There’s yet another state CFPB, and this one could be significant. Joining Pennsylvania’s earlier effort, the New York Department of Financial Services (DFS) has just created a new office, the Consumer Protection and Financial Enforcement Division. In the wake of decreased enforcement on the federal level, several states have considered creating a state-level Consumer Financial Protection Bureau (CFPB), but New York is just the second to formalize the new office.
What happened
Richard Cordray’s resignation allowed the Trump administration to take earlier control of the CFPB, leading to dramatic changes in the Bureau, and afar more pragmatic turn. But the changes also forced progressive states to consider establishing their own state versions of the Bureau. Pennsylvania was first, establishing a Consumer Financial Protection Unit under the auspices of the state’s Attorney General, in July 2017. But there have been few major headlines out of Pennsylvania since the creation of the unit, which largely operates as a division within an otherwise active AG’s office.
The news out of New York could be quite different. The state’s newly created Consumer Protection and Financial Enforcement Division more formally combines the Enforcement and Financial Frauds division with the Consumer Protection division. The office also encompasses the Investigation and Intelligence Division, the Civil Investigations Unit, the Producers Unit, the Consumer Examinations Unit, the Student Protection Unit and the Holocaust Claims Processing Office.
Responsible for ensuring compliance, fighting consumer fraud and assisting the DFS with the enforcement of the state’s Banking, Insurance and Financial Services laws, the new office indicates it will pay particular attention to the review and response to cybersecurity events and the development of supervisory, regulatory and enforcement policy and direction in the area of financial crimes.

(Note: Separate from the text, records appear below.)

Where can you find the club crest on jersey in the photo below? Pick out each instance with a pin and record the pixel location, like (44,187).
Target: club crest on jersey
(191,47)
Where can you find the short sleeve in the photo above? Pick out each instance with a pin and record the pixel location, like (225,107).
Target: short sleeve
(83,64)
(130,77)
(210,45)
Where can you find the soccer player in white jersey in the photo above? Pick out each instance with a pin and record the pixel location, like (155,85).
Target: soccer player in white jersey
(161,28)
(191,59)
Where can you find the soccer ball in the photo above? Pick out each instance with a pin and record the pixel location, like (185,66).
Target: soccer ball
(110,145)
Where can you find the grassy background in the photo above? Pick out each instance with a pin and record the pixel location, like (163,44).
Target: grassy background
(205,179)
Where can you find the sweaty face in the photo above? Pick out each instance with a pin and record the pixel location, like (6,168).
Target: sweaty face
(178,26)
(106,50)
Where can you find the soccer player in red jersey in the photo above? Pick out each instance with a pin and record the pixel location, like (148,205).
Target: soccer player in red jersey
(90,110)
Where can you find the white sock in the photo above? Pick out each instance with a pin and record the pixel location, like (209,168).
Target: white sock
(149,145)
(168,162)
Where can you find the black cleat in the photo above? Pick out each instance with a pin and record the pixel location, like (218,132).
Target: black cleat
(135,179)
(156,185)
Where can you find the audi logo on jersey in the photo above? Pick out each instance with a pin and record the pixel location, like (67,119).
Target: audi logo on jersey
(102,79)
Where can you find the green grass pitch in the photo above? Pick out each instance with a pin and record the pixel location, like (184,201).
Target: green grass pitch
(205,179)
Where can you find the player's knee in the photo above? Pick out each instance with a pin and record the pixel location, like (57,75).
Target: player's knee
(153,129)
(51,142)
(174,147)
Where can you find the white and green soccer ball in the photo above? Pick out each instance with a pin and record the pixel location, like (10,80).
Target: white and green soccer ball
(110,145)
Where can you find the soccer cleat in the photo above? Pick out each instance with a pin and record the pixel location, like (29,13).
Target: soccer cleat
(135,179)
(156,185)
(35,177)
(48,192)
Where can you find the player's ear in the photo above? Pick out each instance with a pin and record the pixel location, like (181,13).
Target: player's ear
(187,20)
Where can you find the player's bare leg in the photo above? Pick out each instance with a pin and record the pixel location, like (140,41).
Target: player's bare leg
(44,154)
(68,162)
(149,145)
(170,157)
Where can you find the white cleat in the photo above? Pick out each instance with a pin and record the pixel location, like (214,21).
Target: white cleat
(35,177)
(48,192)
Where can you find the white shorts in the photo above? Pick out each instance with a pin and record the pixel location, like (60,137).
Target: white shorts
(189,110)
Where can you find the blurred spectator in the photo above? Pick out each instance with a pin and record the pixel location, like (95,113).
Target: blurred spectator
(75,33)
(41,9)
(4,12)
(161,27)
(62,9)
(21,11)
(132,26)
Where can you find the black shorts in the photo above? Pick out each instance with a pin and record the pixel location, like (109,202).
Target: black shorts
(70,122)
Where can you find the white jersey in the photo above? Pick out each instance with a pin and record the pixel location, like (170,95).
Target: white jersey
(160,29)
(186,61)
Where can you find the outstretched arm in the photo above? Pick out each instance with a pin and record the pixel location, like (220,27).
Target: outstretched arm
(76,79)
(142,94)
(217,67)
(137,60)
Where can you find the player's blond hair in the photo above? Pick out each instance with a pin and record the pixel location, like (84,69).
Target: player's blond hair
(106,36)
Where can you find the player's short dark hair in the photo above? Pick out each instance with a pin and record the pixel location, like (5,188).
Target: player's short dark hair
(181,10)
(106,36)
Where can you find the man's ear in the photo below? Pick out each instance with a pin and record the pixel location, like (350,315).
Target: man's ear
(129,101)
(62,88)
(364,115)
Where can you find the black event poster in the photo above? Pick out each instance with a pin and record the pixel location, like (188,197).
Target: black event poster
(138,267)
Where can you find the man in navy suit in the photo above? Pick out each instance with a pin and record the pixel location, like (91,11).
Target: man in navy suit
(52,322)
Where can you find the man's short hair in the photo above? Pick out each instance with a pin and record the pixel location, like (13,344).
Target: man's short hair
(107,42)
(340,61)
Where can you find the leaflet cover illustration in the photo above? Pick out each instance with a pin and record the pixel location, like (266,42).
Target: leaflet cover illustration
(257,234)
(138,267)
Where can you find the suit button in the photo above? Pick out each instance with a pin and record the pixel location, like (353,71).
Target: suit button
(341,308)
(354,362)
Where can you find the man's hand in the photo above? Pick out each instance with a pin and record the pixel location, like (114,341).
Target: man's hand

Although it is too early to tell whether the new office will be “a powerhouse,” as acting DFS Superintendent Linda A. Lacewell describes it, the New York version of the CFPB will be led by Katherine Lemire, a former career prosecutor who served both as an Assistant U.S. Attorney in the Southern District of New York and a prosecutor in the Manhattan District Attorney’s Office, Lemire joins after a brief tenure with StoneTurn, a global consulting firm. The creation of the new office makes New York the second state to launch its own mini-CFPB, after Pennsylvania, which opened a Consumer Financial Protection Unit in 2017. Aimed at “better protect[ing] Pennsylvania consumers from financial scams,” the unit focuses on “lenders that prey on seniors, families with students and military service members, including for-profit colleges and mortgage and student loan services.”
Other states have also considered setting up new regulatory divisions, including New Jersey and California.
Why it matters
Regulators at the state level have taken an aggressive approach as enforcement has trended downward at the CFPB in recent years. Given the reach of the DFS’s authority, New York’s new office will likely have a significant influence on the financial services industry.